The new law requires HMOs and insurers to provide mental health patients with follow-up appointments within 10 days, if needed, after their intake—thus implicitly requiring Kaiser to hire enough clinicians to see all those patients.
It will be interesting to see if the union is able to pair the regulatory power of the state of California with direct action to bring a giant like Kaiser to an agreement.
It is legally Kaiser’s responsibility to make sure its patients get treatment. NUHW members are pushing Kaiser, which has canceled thousands of appointments because of the strike, to pay for out-of-network appointments in the interim.
Kaiser was once heralded as an ideal labor-management partner, but this reputation has faltered in the last few bargaining cycles as new administrators played hardball with once competitive wages and benefits.
Last fall, the Alliance of Healthcare Unions and Kaiser narrowly avoided a massive “Striketober” event when those 60,000 members reached an agreement, though members of the Operating Engineers Local 139 struck the same facilities for 90 days and returned without a contract.
Open-ended strikes are relatively rare in health care settings. More common are short strikes, like a recent three-day strike by Minnesota nurses, or a one-day strike against Kaiser earlier this year by National Nurses United members at L.A. Medical Center.
As the strike approaches three months, an unknown number of strikers have returned to work. But there isn’t the animosity you would expect between those who have stayed out and those who haven’t.
At the seven-week mark, NUHW members voted 1,349 to 222 to reject the Kaiser offer on the table and continue the strike.
Among those voters were clinicians who have gone back in, but are still supporting the strikers and bringing the energy to their work, according to Hollingsworth Horner: “They are more likely to challenge their manager now, and hold the boundaries of good patient care.”
NUHW says these therapists and clinicians are holding Kaiser’s feet to the fire by documenting violations to the state and federal authorities.

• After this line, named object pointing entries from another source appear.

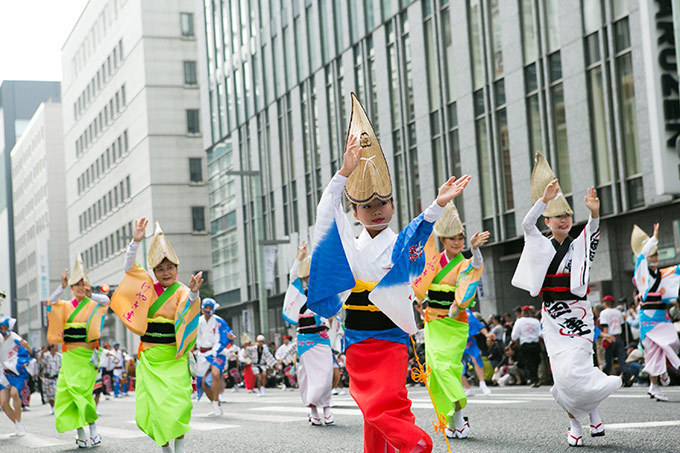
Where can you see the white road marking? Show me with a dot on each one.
(117, 433)
(304, 410)
(202, 426)
(658, 424)
(34, 441)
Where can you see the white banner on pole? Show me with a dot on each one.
(270, 252)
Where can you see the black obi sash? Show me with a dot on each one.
(364, 319)
(558, 286)
(159, 332)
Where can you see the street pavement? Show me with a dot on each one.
(512, 419)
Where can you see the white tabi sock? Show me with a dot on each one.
(457, 421)
(595, 418)
(575, 427)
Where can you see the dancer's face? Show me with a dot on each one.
(166, 273)
(374, 215)
(560, 225)
(454, 245)
(653, 261)
(79, 290)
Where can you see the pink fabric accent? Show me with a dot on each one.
(661, 344)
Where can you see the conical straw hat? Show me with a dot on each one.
(305, 266)
(371, 178)
(160, 249)
(541, 176)
(638, 239)
(450, 224)
(78, 272)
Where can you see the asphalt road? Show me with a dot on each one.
(512, 419)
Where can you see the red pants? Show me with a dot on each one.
(377, 381)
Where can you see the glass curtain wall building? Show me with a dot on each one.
(452, 87)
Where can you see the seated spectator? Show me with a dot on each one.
(495, 351)
(496, 327)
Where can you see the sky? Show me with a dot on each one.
(32, 33)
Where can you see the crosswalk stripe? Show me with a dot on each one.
(33, 441)
(658, 424)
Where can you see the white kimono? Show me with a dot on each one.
(211, 345)
(568, 325)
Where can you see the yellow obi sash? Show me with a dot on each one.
(361, 286)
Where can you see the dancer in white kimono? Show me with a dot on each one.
(658, 288)
(214, 335)
(558, 269)
(315, 373)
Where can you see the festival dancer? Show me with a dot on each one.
(658, 288)
(447, 288)
(315, 374)
(214, 335)
(15, 354)
(372, 275)
(165, 315)
(77, 323)
(50, 365)
(558, 269)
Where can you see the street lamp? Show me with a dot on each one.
(259, 237)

’THE MOST ACTIVE WE’VE EVER BEEN’
NUHW and Kaiser have agreed on wage increases but remain at odds over proposals to give practitioners more time to complete their work outside of patient time (for instance, coordinating care for patients with other medical professionals, schools, families, and social services) and ways to reduce the time between appointments for acute patients.
NUHW President Sal Rosselli announced today that Sacramento Mayor Darrell Steinberg, a longtime mental health care advocate and a former leader in the state senate, will mediate negotiations between Kaiser and the union.
“I hope within days we come to a resolution,” Rosselli told strikers at a rally in Oakland, the Sacramento Bee reported. “Our hope is a tentative agreement, and that tentative agreement must include a fundamental change in the relationship, where Kaiser executives agreed to collaborate with you, with our clinicians, to finally fix the behavioral health system.”
Since the majority of the Kaiser strikers work at smaller offices and clinics around California, they have rotated picket lines among different offices and the Kaiser headquarters in Oakland.
Patients and their families have been vocal on their therapists’ side, speaking at picket lines and rallying with elected officials for support. NUHW has been organizing patients to report canceled appointments to the state, leveraging additional pressure from the Department of Managed Health Care to push Kaiser back to the bargaining table.
The experience has already yielded a more militant membership, in Hollingsworth Horner’s estimation. “I’m a steward, and in my experience this is the most active people in Fresno have ever been,” she said. “This is one of the successes of this strike, so far. Unity among members is stronger than it’s ever been.”